1. Technical Field
The present invention relates to a Coriolis flowmeter and, more particularly, to a Coriolis flowmeter that determines a state of air bubbles in a fluid subject to measurement (hereinafter called a “target fluid”).
2. Description of the Related Art
A Coriolis flowmeter is used in measuring a flow rate of a target fluid in flow rate control performed in a chemical plant, or the like. A configuration of an example Coriolis flowmeter is illustrated in JP-A-8-29229.
In addition to being able to measure a flow rate, the Coriolis flowmeter can also detect air bubbles in a target fluid, and a method for detecting air bubbles is described in JP-T-2002-525623. The method for detecting air bubbles is described by reference to FIG. 9. FIG. 9 is a view showing a time variation in drive gain of a drive circuit that activates a measurement tube of a Coriolis flowmeter sensor.
When air bubbles have got into a target fluid, a loss in drive energy of the measurement tube increases, so that a vibration amplitude of the measurement tube becomes smaller. In this case, in order to hold a predetermined vibration, the drive gain of the drive circuit and a drive voltage output from the drive circuit increase. When the drive gain exceeds a threshold value, mixing of air bubbles is detected.
In FIG. 9, a threshold value for detecting air bubbles is taken as 606. Air bubbles are not mixed in a target fluid during a period from time t0 to time t1, and the drive gain is smaller than the threshold value 606.

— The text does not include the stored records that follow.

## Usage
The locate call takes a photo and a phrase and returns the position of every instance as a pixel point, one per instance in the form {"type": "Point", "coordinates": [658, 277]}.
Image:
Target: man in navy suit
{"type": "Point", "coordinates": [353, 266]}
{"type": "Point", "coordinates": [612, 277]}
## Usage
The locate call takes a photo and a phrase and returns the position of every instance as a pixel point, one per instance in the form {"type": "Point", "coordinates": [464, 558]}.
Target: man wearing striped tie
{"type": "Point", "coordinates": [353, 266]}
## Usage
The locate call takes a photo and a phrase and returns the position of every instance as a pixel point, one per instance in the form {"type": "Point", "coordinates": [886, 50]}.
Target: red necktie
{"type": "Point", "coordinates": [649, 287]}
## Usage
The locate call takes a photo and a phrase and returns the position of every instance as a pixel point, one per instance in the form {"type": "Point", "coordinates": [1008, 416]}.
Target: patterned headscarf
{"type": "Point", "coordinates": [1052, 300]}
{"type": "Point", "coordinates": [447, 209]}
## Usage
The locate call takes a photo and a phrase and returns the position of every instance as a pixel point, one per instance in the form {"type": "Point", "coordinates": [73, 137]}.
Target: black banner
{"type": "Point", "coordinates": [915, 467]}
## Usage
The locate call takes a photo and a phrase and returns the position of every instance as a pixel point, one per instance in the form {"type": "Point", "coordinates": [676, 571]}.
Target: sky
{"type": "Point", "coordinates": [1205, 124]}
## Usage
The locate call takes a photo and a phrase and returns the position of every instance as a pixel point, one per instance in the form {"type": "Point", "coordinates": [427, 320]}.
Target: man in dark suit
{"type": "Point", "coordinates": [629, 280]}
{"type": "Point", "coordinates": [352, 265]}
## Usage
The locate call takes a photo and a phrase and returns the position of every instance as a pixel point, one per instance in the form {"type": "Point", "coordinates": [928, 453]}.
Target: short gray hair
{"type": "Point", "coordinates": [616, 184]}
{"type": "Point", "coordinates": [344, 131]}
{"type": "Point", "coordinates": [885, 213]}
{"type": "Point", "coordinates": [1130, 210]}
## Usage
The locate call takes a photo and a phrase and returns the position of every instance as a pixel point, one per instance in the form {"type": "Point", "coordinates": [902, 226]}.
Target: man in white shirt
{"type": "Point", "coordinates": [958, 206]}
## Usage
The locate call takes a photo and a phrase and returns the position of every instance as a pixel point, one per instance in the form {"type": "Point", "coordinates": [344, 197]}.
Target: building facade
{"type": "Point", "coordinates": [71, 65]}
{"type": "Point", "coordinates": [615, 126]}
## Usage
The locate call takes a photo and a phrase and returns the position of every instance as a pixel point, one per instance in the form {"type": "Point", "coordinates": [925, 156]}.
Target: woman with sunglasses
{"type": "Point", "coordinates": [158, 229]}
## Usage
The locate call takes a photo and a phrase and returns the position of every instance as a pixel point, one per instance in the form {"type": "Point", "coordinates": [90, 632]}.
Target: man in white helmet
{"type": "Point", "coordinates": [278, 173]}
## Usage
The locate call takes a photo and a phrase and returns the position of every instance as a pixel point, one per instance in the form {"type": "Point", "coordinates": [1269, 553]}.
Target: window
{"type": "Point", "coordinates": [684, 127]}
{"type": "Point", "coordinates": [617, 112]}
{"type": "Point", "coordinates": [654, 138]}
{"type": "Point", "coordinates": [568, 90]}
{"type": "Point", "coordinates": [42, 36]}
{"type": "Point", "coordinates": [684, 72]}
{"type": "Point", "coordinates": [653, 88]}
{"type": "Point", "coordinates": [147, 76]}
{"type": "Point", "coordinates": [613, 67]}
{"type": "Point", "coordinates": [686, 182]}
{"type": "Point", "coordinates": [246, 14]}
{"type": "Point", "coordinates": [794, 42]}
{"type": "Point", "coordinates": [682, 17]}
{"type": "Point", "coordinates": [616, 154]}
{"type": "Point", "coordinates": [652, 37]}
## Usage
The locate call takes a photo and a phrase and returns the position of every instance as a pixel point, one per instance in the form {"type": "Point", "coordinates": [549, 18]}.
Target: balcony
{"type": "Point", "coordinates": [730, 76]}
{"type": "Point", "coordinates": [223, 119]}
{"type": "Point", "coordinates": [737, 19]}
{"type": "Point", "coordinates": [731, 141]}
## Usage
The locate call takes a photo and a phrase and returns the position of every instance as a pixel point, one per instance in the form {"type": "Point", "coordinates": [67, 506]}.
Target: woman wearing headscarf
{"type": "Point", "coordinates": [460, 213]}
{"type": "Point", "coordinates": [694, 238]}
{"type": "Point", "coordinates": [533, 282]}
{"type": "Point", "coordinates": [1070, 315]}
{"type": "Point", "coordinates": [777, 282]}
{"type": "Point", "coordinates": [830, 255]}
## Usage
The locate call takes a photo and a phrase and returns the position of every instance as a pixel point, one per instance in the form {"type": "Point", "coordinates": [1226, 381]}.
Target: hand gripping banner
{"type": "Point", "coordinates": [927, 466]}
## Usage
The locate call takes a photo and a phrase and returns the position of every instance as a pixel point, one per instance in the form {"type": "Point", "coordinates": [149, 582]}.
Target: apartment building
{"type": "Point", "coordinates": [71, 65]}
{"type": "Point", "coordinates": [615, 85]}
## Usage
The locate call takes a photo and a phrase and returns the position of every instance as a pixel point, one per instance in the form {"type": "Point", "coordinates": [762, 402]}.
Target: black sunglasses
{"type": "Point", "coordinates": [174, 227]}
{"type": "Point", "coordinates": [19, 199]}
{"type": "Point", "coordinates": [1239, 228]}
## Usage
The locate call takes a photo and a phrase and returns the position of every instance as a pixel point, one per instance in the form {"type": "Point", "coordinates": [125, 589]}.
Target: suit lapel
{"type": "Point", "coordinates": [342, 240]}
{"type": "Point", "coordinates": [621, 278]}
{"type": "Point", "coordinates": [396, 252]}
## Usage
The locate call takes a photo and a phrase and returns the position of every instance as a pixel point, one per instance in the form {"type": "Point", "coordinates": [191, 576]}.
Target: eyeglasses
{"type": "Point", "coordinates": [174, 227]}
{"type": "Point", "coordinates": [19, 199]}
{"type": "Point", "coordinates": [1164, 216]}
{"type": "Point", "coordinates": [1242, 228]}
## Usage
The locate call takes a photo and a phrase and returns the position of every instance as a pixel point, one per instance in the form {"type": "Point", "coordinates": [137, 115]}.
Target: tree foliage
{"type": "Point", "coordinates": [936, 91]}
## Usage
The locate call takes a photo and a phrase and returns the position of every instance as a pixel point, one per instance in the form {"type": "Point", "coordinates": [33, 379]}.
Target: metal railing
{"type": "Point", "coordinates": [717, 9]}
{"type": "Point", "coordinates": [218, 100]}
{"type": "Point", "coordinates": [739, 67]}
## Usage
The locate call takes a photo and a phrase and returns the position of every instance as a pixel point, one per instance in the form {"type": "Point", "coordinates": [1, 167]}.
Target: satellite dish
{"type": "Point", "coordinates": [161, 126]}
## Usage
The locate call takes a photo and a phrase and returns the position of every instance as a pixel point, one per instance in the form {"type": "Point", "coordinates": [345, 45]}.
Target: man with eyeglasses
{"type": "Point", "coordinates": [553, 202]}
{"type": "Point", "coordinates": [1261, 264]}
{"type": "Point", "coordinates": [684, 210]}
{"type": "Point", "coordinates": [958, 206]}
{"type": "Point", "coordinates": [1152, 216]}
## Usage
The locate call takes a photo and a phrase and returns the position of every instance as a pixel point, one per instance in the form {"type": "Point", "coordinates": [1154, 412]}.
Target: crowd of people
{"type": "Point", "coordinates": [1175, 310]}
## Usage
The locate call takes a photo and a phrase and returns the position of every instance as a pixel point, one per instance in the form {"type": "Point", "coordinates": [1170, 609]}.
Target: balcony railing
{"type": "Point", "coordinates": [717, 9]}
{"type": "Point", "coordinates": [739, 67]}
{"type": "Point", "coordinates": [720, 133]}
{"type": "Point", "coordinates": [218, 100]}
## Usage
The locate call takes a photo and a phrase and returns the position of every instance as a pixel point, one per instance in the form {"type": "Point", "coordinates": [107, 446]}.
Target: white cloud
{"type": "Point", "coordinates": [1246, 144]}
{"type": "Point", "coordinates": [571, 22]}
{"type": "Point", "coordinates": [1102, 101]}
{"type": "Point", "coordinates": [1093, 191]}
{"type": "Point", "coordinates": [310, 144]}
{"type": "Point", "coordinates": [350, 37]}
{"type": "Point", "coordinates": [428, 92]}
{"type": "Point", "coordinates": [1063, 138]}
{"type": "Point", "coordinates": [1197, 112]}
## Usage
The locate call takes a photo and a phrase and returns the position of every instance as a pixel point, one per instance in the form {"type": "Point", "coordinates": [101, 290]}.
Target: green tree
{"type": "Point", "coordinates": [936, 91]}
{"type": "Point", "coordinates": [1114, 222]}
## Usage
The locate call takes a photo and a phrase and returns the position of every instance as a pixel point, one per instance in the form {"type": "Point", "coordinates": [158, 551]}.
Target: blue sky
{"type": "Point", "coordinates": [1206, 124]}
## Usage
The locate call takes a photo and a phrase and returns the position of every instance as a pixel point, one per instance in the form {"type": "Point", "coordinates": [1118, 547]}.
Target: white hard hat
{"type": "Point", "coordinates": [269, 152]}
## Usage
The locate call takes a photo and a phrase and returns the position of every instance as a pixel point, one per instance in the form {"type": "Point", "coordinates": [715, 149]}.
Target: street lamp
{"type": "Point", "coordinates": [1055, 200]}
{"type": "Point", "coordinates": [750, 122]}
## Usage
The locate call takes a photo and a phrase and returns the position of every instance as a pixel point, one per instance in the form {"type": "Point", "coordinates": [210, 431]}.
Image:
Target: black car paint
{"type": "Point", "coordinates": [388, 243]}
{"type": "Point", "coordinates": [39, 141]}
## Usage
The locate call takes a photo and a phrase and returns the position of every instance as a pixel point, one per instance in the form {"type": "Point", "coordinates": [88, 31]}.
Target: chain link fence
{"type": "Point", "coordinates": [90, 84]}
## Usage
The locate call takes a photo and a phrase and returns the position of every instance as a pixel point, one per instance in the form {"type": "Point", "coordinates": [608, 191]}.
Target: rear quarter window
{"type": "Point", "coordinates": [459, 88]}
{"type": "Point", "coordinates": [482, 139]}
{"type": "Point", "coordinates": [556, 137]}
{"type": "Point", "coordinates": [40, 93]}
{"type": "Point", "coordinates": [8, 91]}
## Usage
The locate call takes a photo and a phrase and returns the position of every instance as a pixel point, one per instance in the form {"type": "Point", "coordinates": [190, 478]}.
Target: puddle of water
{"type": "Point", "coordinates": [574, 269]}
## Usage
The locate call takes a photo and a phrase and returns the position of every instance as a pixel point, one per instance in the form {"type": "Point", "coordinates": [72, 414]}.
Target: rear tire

Air bubbles begin to get into the target fluid from time t1 and are mixed in the target fluid during a period of time 600. Consequently, the drive gain exceeds the threshold value 606 during this period, and mixing of the air bubbles is detected.
However, when a pressure of the target fluid is high, diameters of air bubbles become smaller than those achieved when the pressure is low. Therefore, a loss in drive energy becomes smaller, and the drive gain decreases during a period of time 600 shown in FIG. 9.
When an average drive gain achieved during the period of time 600 becomes slightly larger than the threshold value 606, the drive gain goes up and down relative to the threshold value 606 because the drive gain is fluctuating. Fluctuation of the drive gain leads to a problem of repeated presence and absence of air bubbles occurring during the period of time 600, which in turn makes it impossible to accurately detect air bubbles.